Novel MPZ Gene Mutations Causing CMT1B in Chinese Patients
Two newly reported mutations in the MPZ gene resulted in Charcot-Marie-Tooth (CMT) disease type 1B in Chinese patients, according to a recent study.
Taken together with previous cases, the findings further show the diversity of MPZ mutations in Chinese patients, the scientists said.
The study, “Two Novel Myelin Protein Zero Mutations in a Group of Chinese Patients,” was published in the journal Frontiers in Neurology.
CMT is an inherited disorder of the peripheral nervous system — the network of nerves that supply movement and sensation to the arms and legs — and is characterized by slow-progressing weakness, muscle wasting, and sensory impairment.
It is classified into various subtypes based on which genes are mutated, the way the disease is inherited, and the speed at which the electrical impulses (messages) move through the nerves — the nerve conduction speed.
Myelin point zero (MPZ) is an abundant protein within myelin, which is the protective covering surrounding nerve fibers. MPZ functions as an adhesion molecule and mediates the compaction of the peripheral nervous system.
Nearly 300 MPZ mutations have been identified. They cause autosomal dominant CMT, where having just one mutated gene copy is enough to result in disease. Autosomal dominant CMT can be divided into CMT1B, CMT2I, and Dejerine-Sottas syndrome (rarely called CMT3), based on the clinical and electrophysiological characteristics, such as nerve conduction speed.
The study looked at six different probands — individuals used as the starting point for a family genetic study — from unrelated Chinese families between January 2012 and August 2019 with suspected CMT or related mutations in CMT genes based on DNA analysis.
The probands included five males and one female. All males had an age of disease onset greater than 40, whereas the female’s was 16. All patients experienced limb weakness as their first symptom, and all had lower limb muscle wasting with pes cavus, which is a foot deformity characterized by a high foot arch.
Patients 1, 5, and 6 had family histories of peripheral neuropathy — weakness, numbness, or pain in peripheral nerves.
At 43 years old, patient 1 started experiencing weakness in both lower limbs, and three years later had slower walking than before. His father also showed lower limb weakness in his 40s.
Patient 5 had a history of abnormal gait for three years. Both his mother and sister showed similar symptoms.
The third patient (patient 6) had a history of sprained ankles at age 16, and both his grandfather and father developed abnormal walking in their 40s.
The other three patients did not have family members available for testing.

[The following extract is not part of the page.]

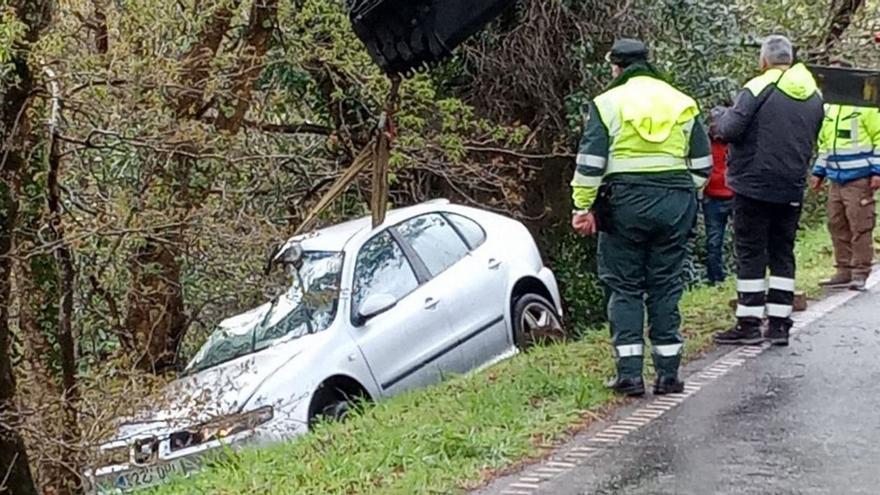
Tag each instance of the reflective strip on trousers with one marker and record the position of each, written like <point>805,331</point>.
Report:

Patient 2 had lower limb weakness for 14 years, with increased progression over the past two years. Another patient (patient 3) had an 11-year history of lower limb weakness, and in the past two years had started experiencing hand weakness. Patient 4 had abnormal gait for 12 years.
In all patients, assessing electrical responses showed sensorimotor demyelinating polyneuropathy, which means a decreased ability to move or feel (sensation) because of myelin loss in nerves.
Multiple nerves involved in movement showed decreased conduction speed, which contributed to a diagnosis of CMT1 in all participants.
Genetic analysis found six different mutations in the MPZ gene, four known and two unknown — not found in databases nor in 8,000 healthy Chinese controls.
Specifically, the newly reported mutations comprised a frameshift mutation in patient 2, c.79delG (p. A27fs), and an intronic splice variant in patient 1 and his father.
Frameshift mutations involve the deletion or insertion of a DNA bulding block that shifts the way the sequence is read. In patient 2, the frameshift mutation led to one of the protein building blocks (an amino acid) being changed to the signal for stopping protein production. This mutation was deemed to be disease-causing based on loss of protein function, its absence in controls, and its harmful effect on the gene and gene products. It resulted in a mild disease course.
As for intronic splice variants, they occur in the DNA bits that do not code for proteins (introns) and can affect the way RNA is spliced for creating proteins. In patient 1 and his father, the mutation was in intron 1 and was associated with rapid progression in the late stage of the disease. It too was deemed likely the cause of the disease due to its location in the gene, its absence from controls, its co-segregation in the family (where those affected have the mutation and the unaffected do not), and its harmful effects on the gene or gene products.
“Both novel variants were not seen in healthy individuals with no known history of neurogenetic diseases or in multiple databases, which further suggested that [they] are disease-causing rather than normal variants of MPZ,” the researchers wrote.
Upon further analysis of the literature, the team found that the most common mutation type among the 28 mutations identified in Chinese individuals was the missense mutation, which results in a different amino acid in the protein product. Among the 28 mutations, 75% were missense mutations, followed by frameshift mutations in 17.8%, and splice site mutations in introns in 7.2%.
“Our study further confirmed that MPZ mutations are associated with specific phenotypes [characteristics], especially at the age of onset,” the researchers wrote. “In general, CMT1B patients in this study with MPZ mutations had relatively mild clinical phenotypes.”
“This report will help with genetic and clinical studies of Chinese CMT patients with MPZ mutations,” the investigators concluded.